The v2 MLOps loop (ch.13.08). Five stations: train -> register -> serve -> monitor -> retrain. v1 (Part 12) shipped the pieces; v2 wires the loop with real components.

Files

  • mlflow-application.yaml — Argo CD Application that installs community-charts/mlflow (pinned) with CNPG-backed tracking + S3 artifact store. Replaces the v1 ConfigMap "registry stamp" with the real registry.
  • training-workflow.yamlWorkflowTemplate running the full train -> eval -> register -> promote-to-staging DAG. Pods land in bookstore-platform-ml (PSA restricted).
  • inferenceservice.yaml — KServe InferenceService with traffic split between production and staging aliases.
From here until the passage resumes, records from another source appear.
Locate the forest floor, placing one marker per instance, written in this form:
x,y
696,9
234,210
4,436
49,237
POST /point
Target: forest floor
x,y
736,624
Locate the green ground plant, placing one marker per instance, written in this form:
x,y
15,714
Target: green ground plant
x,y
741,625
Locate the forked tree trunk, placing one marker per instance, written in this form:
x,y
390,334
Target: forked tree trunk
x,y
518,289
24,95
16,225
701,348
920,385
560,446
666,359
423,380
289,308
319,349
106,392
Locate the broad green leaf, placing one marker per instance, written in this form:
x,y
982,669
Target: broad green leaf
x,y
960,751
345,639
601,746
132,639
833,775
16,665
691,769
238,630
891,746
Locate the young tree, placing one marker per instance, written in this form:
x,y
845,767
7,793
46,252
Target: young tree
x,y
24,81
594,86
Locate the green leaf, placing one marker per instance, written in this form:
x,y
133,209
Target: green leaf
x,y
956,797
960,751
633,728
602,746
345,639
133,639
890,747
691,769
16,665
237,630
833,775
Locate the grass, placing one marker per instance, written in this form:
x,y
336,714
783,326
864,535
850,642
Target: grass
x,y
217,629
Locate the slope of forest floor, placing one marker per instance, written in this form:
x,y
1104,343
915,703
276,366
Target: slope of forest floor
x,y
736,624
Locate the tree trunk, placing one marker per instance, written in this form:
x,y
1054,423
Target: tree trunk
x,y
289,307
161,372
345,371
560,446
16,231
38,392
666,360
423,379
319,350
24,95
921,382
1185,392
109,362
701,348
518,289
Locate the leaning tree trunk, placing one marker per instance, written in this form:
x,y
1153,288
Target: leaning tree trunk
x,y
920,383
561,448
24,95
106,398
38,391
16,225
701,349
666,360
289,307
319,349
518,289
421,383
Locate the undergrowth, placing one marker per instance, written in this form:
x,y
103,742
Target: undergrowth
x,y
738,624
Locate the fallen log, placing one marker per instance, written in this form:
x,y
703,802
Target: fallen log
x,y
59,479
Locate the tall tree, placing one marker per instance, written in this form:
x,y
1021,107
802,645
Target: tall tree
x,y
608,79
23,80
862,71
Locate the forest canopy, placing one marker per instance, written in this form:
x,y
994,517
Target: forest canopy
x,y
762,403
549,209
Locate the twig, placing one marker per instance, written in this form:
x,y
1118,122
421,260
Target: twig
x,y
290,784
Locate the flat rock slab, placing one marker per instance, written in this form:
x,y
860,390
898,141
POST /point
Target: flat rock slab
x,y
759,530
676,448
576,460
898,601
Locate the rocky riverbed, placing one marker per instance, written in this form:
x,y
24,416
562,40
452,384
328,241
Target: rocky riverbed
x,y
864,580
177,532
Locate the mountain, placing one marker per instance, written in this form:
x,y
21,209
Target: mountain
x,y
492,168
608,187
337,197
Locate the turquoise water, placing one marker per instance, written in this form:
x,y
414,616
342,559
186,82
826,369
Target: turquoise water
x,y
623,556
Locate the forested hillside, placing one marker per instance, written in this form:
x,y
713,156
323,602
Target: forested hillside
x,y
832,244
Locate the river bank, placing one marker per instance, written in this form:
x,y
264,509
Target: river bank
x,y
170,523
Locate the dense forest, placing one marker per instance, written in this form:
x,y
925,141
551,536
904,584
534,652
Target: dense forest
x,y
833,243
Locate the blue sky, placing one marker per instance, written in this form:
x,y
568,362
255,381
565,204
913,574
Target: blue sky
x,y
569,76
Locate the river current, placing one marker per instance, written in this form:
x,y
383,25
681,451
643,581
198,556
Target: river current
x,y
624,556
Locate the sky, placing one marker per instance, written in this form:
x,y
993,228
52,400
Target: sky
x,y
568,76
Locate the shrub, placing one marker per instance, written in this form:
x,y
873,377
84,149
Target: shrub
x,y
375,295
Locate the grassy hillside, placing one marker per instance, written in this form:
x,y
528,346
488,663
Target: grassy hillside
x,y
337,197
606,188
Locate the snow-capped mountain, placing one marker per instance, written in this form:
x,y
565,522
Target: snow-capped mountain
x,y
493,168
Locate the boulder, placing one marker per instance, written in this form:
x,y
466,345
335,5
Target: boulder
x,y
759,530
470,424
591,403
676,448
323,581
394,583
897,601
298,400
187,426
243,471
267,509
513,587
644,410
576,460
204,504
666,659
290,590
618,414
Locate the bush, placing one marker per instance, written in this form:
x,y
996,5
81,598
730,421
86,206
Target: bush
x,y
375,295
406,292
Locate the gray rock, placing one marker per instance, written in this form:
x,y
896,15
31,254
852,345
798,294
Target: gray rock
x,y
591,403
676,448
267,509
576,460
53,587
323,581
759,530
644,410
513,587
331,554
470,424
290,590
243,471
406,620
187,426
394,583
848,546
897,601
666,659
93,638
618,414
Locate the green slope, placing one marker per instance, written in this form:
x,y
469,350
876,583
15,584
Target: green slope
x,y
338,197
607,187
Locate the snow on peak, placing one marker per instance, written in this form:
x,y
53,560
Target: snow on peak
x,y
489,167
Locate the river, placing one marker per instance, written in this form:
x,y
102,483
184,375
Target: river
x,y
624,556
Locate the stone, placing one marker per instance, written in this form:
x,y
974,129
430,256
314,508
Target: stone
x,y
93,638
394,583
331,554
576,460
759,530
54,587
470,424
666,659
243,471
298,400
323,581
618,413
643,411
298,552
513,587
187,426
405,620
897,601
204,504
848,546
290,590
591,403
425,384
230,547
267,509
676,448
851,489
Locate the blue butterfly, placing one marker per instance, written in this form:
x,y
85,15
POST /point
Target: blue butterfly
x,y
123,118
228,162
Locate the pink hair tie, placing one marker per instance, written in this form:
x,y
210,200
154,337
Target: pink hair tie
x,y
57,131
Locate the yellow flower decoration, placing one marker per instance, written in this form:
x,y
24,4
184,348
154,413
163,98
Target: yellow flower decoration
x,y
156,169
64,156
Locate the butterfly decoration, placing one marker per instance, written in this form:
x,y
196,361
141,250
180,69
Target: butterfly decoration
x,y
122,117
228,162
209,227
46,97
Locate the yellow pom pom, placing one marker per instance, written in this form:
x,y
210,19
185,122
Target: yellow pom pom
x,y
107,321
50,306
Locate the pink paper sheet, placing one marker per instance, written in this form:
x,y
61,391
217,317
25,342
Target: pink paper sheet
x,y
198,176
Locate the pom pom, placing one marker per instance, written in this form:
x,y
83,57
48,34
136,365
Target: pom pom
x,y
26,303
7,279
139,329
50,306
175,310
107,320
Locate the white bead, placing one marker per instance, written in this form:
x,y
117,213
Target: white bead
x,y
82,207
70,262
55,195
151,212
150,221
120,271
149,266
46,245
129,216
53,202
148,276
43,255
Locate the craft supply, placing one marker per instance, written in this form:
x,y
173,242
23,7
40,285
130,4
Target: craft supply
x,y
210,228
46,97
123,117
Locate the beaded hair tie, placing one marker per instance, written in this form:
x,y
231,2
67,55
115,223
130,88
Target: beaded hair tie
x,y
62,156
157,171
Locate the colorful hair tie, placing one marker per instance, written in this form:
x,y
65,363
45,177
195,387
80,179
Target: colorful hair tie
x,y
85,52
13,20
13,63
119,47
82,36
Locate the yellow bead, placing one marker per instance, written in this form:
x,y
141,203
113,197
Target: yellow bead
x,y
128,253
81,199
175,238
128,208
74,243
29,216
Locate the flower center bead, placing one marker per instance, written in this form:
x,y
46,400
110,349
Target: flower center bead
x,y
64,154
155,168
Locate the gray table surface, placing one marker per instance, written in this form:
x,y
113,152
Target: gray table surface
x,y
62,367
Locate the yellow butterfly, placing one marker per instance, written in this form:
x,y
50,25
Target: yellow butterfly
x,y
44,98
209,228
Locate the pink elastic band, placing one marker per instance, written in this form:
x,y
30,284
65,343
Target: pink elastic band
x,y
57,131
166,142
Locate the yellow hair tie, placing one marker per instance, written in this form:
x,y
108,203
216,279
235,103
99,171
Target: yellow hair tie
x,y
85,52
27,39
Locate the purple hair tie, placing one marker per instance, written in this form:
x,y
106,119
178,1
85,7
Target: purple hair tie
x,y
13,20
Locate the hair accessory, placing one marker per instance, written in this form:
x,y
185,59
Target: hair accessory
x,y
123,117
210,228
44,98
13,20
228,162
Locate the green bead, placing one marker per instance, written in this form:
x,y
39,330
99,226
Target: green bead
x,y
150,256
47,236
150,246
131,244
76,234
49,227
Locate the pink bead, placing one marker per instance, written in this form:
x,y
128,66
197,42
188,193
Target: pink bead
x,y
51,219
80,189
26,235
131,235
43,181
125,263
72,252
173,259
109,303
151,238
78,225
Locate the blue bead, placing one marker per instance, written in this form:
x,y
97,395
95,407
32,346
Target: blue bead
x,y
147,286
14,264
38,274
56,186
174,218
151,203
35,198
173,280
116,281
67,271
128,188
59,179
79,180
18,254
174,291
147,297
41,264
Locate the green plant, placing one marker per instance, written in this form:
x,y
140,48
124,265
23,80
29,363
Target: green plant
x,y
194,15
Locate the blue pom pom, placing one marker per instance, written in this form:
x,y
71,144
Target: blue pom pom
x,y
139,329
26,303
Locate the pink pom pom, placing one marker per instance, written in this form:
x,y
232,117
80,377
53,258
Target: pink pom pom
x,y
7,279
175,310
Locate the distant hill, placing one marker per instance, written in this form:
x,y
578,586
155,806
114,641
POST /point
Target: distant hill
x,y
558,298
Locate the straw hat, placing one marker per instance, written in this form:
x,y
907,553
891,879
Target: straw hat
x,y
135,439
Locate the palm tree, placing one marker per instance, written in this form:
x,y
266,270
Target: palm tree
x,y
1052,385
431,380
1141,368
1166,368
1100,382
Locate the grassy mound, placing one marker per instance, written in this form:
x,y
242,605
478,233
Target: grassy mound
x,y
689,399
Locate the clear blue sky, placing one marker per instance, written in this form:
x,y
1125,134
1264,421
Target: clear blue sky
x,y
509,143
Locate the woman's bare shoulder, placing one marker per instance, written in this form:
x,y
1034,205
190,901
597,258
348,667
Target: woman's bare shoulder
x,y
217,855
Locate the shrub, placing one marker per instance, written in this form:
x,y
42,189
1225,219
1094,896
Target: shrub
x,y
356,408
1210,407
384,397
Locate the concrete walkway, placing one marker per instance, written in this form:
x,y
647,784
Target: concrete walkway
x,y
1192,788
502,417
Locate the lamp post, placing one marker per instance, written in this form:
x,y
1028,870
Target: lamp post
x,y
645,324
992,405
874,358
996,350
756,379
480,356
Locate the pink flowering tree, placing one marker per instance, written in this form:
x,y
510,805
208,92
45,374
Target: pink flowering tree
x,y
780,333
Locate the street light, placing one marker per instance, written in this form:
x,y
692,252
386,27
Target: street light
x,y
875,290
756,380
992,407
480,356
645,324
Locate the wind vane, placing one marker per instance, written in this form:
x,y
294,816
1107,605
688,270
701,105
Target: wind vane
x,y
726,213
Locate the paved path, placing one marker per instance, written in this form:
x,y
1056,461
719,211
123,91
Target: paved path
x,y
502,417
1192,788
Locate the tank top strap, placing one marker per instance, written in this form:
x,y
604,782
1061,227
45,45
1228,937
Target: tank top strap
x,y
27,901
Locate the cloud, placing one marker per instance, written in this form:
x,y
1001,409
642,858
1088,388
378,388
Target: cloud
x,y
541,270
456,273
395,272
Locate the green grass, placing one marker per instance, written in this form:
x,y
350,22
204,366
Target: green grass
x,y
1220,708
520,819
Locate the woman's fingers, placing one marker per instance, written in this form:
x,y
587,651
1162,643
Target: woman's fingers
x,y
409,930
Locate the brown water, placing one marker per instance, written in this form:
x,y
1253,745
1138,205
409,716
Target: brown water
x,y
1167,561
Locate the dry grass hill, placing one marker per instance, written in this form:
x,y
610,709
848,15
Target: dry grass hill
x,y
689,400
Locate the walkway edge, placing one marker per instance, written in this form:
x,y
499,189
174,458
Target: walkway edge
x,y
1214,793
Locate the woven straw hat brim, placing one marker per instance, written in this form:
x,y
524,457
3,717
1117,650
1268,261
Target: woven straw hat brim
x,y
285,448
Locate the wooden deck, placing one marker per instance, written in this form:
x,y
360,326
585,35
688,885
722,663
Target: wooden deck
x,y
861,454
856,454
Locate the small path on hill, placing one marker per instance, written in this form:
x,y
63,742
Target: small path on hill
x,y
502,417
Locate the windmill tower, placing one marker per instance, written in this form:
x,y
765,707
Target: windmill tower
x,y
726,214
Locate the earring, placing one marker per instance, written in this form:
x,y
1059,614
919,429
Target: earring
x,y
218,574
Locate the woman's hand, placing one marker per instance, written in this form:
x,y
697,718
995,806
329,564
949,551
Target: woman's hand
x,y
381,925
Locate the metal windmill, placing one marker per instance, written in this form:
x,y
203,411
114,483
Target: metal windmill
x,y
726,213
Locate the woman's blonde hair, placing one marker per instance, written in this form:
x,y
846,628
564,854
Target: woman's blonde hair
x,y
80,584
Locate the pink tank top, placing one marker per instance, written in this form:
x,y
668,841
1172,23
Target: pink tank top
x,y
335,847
Storage URI resolves via MLflow Model Registry.
  • alibi-detect-drift.yaml — Deployment running an Alibi-Detect KSDrift detector on a sliding window of predictions; publishes ml.drift events on threshold breach.
  • argo-events-drift-trigger.yamlEventSource + Sensor that watches ml.drift and submits the recommender-train Workflow on drift detection (p_value < 0.05).

Apply order

# 1. Argo Workflows + Argo Events (pinned-Helm)
ARGO_WORKFLOWS_VERSION="0.42.0"
ARGO_EVENTS_VERSION="2.4.0"
helm install argo-workflows argo/argo-workflows --version "$ARGO_WORKFLOWS_VERSION" -n argo --create-namespace --wait
helm install argo-events argo/argo-events --version "$ARGO_EVENTS_VERSION" -n argo-events --create-namespace --wait

# 2. KServe + Knative + cert-manager (cross-ref Part 12 ch.06)

# 3. MLflow via Argo CD
kubectl apply -f examples/bookstore-platform/ml/mlflow-application.yaml

# 4. The pipeline + serving + drift + trigger
kubectl apply -f examples/bookstore-platform/ml/training-workflow.yaml
kubectl apply -f examples/bookstore-platform/ml/inferenceservice.yaml
kubectl apply -f examples/bookstore-platform/ml/alibi-detect-drift.yaml
kubectl apply -f examples/bookstore-platform/ml/argo-events-drift-trigger.yaml

# 5. Submit a manual training run
argo submit --from workflowtemplate/recommender-train -n bookstore-platform-ml

# 6. Confirm
kubectl -n bookstore-platform-ml get workflowtemplate,inferenceservice,deploy,eventsource,sensor

Honest notes

  • community-charts/mlflow vs bitnami/mlflow. Phase 13b ships community-charts/mlflow. The chapter walks the trade.
  • mlflow:// storage URI. KServe 0.12+ ships an MLflow storage initializer; older KServe versions need the v2-storage-initializer upgrade.
  • Promotion gate. The Workflow auto-promotes to Staging only. Production promotion requires a human approval — see ch.13.08 Production notes for the GitHub-PR-as-approval pattern.
  • Drift retrain loop runaway. If the drift detector mis-fires the retrain loop can spiral. Production rate-limits the sensor (e.g. "no more than one retrain per 6 hours per feature").

v1 vs v2 contrast

Station v1 (Part 12) v2 (Part 13.08)
Train WorkflowTemplate same, extends with MLflow logging
Register ConfigMap stamp MLflow Model Registry version
Serve KServe pvc:// KServe mlflow:// with alias
Drift (none) Alibi-Detect KSDrift
Retrain manual Argo Events Sensor on drift

Cross-references

  • Ch.13.08 — the chapter that authors this stack.
  • Part 12 ch.06 / ch.07 / ch.08 — the prior-art each piece extends.
  • ../kafka/ — provides ml.predictions (consumed by alibi-detect) and ml.drift (produced by alibi-detect, consumed by Argo Events).
  • ../app/recommendations/ — the API wrapper that POSTs predictions to KServe and publishes them to ml.predictions.